[ 
https://issues.apache.org/jira/browse/YARN-799?page=com.atlassian.jira.plugin.system.issuetabpanels:all-tabpanel
 ]

Chris Riccomini updated YARN-799:
---------------------------------

    Description: 
The implementation of

bq. 
./hadoop-yarn-project/hadoop-yarn/hadoop-yarn-server/hadoop-yarn-server-nodemanager/src/main/java/org/apache/hadoop/yarn/server/nodemanager/util/CgroupsLCEResourcesHandler.java

Tells the container-executor to write PIDs to cgroup.procs:

{code}
  public String getResourcesOption(ContainerId containerId) {
    String containerName = containerId.toString();
    StringBuilder sb = new StringBuilder("cgroups=");

    if (isCpuWeightEnabled()) {
      sb.append(pathForCgroup(CONTROLLER_CPU, containerName) + "/cgroup.procs");
      sb.append(",");
    }

    if (sb.charAt(sb.length() - 1) == ',') {
      sb.deleteCharAt(sb.length() - 1);
    }
    return sb.toString();
  }
{code}

Apparently, this file has not always been writeable:

https://patchwork.kernel.org/patch/116146/
http://lkml.indiana.edu/hypermail/linux/kernel/1004.1/00536.html
https://lists.linux-foundation.org/pipermail/containers/2009-July/019679.html

The RHEL version of the Linux kernel that I'm using has a CGroup module that 
has a non-writeable cgroup.procs file.

{quote}
$ uname -a
Linux criccomi-ld 2.6.32-131.4.1.el6.x86_64 #1 SMP Fri Jun 10 10:54:26 EDT 2011 
x86_64 x86_64 x86_64 GNU/Linux
{quote}

As a result, when the container-executor tries to run, it fails with this error 
message:

bq.    fprintf(LOGFILE, "Failed to write pid %s (%d) to file %s - %s\n",

This is because the executor is given a resource by the 
CgroupsLCEResourcesHandler that includes cgroup.procs, which is non-writeable:

{quote}
$ pwd 
/cgroup/cpu/hadoop-yarn/container_1370986842149_0001_01_000001
$ ls -l
total 0
-r--r--r-- 1 criccomi eng 0 Jun 11 14:43 cgroup.procs
-rw-r--r-- 1 criccomi eng 0 Jun 11 14:43 cpu.rt_period_us
-rw-r--r-- 1 criccomi eng 0 Jun 11 14:43 cpu.rt_runtime_us
-rw-r--r-- 1 criccomi eng 0 Jun 11 14:43 cpu.shares
-rw-r--r-- 1 criccomi eng 0 Jun 11 14:43 notify_on_release
-rw-r--r-- 1 criccomi eng 0 Jun 11 14:43 tasks
{quote}

I patched CgroupsLCEResourcesHandler to use /tasks instead of /cgroup.procs, 
and this appears to have fixed the problem.

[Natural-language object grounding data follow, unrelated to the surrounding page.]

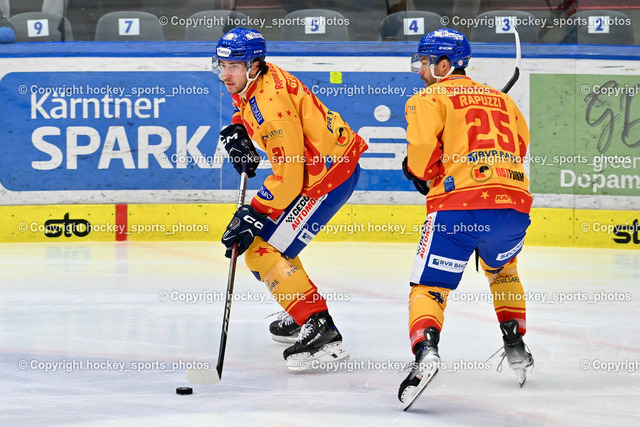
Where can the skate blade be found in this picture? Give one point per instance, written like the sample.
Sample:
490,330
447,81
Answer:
285,340
329,354
408,399
203,376
521,375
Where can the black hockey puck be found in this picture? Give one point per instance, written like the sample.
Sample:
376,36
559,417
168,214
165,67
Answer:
184,390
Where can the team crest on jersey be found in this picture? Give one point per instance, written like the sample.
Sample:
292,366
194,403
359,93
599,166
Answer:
449,184
256,110
481,173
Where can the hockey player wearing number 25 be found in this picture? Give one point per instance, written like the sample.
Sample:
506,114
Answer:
314,156
466,144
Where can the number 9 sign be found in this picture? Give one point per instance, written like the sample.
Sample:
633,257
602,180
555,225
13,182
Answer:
37,28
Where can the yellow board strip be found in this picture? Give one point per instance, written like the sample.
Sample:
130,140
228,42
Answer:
362,223
57,223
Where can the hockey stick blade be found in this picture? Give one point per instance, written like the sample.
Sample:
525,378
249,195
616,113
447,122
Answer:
213,376
203,376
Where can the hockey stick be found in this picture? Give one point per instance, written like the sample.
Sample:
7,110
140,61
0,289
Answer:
212,376
514,78
516,73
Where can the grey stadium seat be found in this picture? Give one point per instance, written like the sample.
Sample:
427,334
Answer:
589,27
409,26
41,27
308,26
129,26
490,33
215,23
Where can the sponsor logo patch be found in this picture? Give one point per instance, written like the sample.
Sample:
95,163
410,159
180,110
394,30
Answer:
447,264
511,253
481,173
503,198
256,111
264,193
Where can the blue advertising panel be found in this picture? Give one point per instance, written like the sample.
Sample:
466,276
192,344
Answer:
152,130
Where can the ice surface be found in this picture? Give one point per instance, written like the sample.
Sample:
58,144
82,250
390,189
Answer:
85,308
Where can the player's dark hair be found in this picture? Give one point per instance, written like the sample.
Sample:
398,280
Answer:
459,71
263,68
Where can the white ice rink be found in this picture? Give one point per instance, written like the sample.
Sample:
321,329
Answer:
99,312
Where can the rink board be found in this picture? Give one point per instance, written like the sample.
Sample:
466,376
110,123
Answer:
364,223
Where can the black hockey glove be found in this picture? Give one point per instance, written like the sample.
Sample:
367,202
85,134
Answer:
243,228
240,149
421,186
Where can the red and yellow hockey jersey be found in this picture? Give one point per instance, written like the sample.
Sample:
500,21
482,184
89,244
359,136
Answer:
311,148
471,140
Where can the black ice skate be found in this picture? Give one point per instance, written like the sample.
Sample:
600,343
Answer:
319,343
424,369
515,350
285,329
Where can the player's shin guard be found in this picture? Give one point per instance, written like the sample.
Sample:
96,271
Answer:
508,293
426,309
509,303
286,280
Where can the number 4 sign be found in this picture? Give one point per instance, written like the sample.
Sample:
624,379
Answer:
413,26
129,26
37,28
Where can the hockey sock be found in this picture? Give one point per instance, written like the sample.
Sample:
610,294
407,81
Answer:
426,308
286,280
508,293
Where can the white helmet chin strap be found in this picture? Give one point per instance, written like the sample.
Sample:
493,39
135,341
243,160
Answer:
249,81
432,66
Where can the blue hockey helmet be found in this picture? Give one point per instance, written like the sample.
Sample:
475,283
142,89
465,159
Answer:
448,43
240,44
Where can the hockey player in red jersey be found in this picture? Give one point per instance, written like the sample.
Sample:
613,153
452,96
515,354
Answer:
314,157
466,147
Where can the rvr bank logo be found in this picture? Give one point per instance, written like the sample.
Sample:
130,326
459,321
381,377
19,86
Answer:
447,264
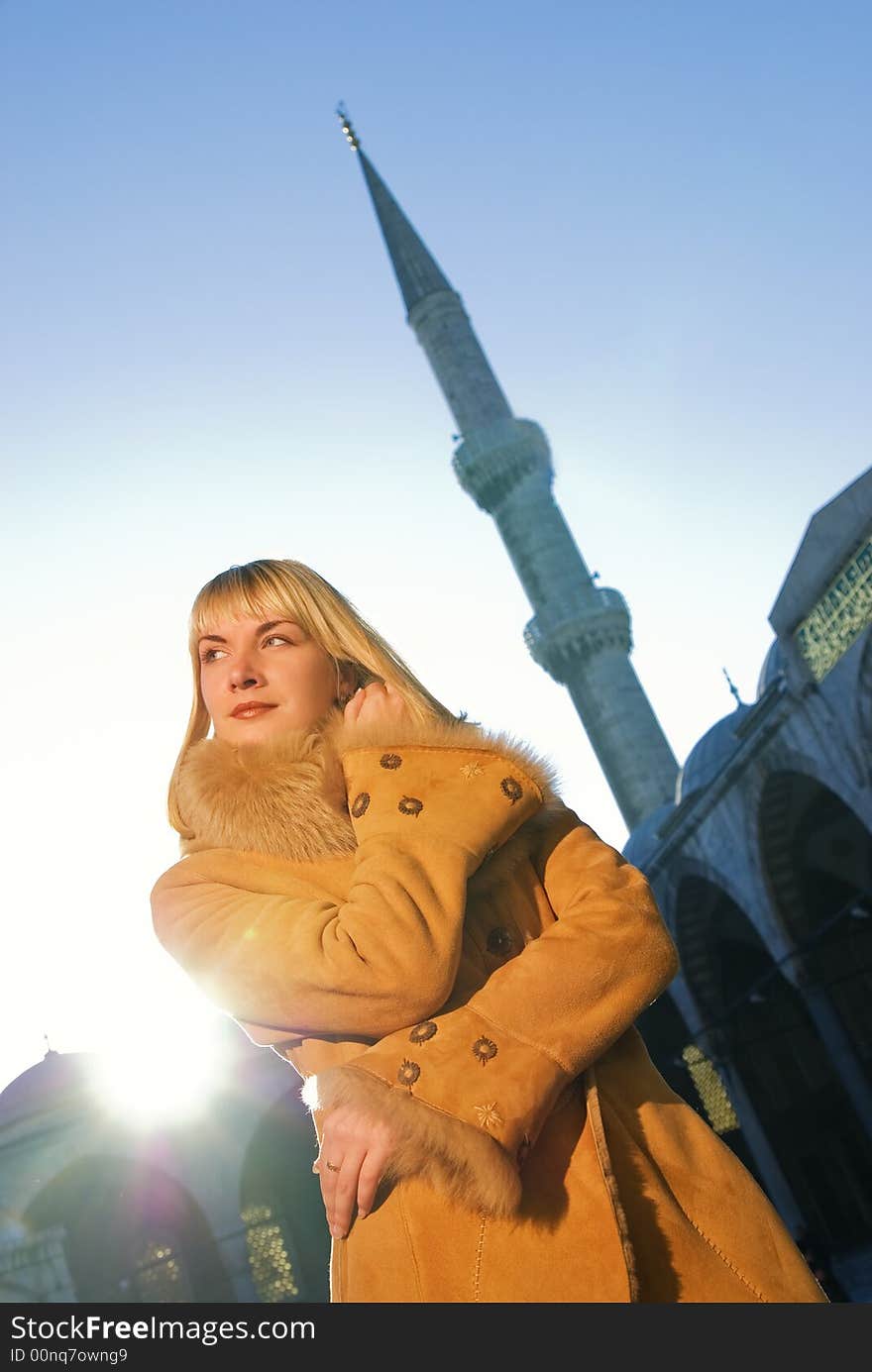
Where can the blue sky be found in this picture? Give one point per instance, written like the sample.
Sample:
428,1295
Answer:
658,218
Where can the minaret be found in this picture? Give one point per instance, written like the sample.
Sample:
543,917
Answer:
580,633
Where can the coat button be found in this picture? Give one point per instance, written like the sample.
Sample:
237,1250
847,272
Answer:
500,941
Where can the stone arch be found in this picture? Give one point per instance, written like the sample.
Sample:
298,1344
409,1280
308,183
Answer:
134,1233
816,855
758,1026
280,1205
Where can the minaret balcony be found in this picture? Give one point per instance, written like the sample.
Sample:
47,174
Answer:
603,622
490,462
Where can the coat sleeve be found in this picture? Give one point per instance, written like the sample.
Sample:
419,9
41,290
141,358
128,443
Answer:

I can think of several potential resolutions to this ticket:

1. Ignore the problem, and make people patch YARN when they hit this issue.
2. Write to /tasks instead of /cgroup.procs for everyone
3. Check permissioning on /cgroup.procs prior to writing to it, and fall back 
to /tasks.
4. Add a config to yarn-site that lets admins specify which file to write to.

Thoughts?

  was:
The implementation of

bq. 
./hadoop-yarn-project/hadoop-yarn/hadoop-yarn-server/hadoop-yarn-server-nodemanager/src/main/java/org/apache/hadoop/yarn/server/nodemanager/util/CgroupsLCEResourcesHandler.java

Tells the container-executor to write PIDs to cgroup.procs:

{quote}
  public String getResourcesOption(ContainerId containerId) {
    String containerName = containerId.toString();
    StringBuilder sb = new StringBuilder("cgroups=");

    if (isCpuWeightEnabled()) {
      sb.append(pathForCgroup(CONTROLLER_CPU, containerName) + "/cgroup.procs");
      sb.append(",");
    }

    if (sb.charAt(sb.length() - 1) == ',') {
      sb.deleteCharAt(sb.length() - 1);
    }
    return sb.toString();
  }
{quote}

Apparently, this file has not always been writeable:

https://patchwork.kernel.org/patch/116146/
http://lkml.indiana.edu/hypermail/linux/kernel/1004.1/00536.html
https://lists.linux-foundation.org/pipermail/containers/2009-July/019679.html

The RHEL version of the Linux kernel that I'm using has a CGroup module that 
has a non-writeable cgroup.procs file.

{quote}
$ uname -a
Linux criccomi-ld 2.6.32-131.4.1.el6.x86_64 #1 SMP Fri Jun 10 10:54:26 EDT 2011 
x86_64 x86_64 x86_64 GNU/Linux
{quote}

As a result, when the container-executor tries to run, it fails with this error 
message:

bq.    fprintf(LOGFILE, "Failed to write pid %s (%d) to file %s - %s\n",

This is because the executor is given a resource by the 
CgroupsLCEResourcesHandler that includes cgroup.procs, which is non-writeable:

{quote}
$ pwd 
/cgroup/cpu/hadoop-yarn/container_1370986842149_0001_01_000001
$ ls -l
total 0
-r--r--r-- 1 criccomi eng 0 Jun 11 14:43 cgroup.procs
-rw-r--r-- 1 criccomi eng 0 Jun 11 14:43 cpu.rt_period_us
-rw-r--r-- 1 criccomi eng 0 Jun 11 14:43 cpu.rt_runtime_us
-rw-r--r-- 1 criccomi eng 0 Jun 11 14:43 cpu.shares
-rw-r--r-- 1 criccomi eng 0 Jun 11 14:43 notify_on_release
-rw-r--r-- 1 criccomi eng 0 Jun 11 14:43 tasks
{quote}

I patched CgroupsLCEResourcesHandler to use /tasks instead of /cgroup.procs, 
and this appears to have fixed the problem.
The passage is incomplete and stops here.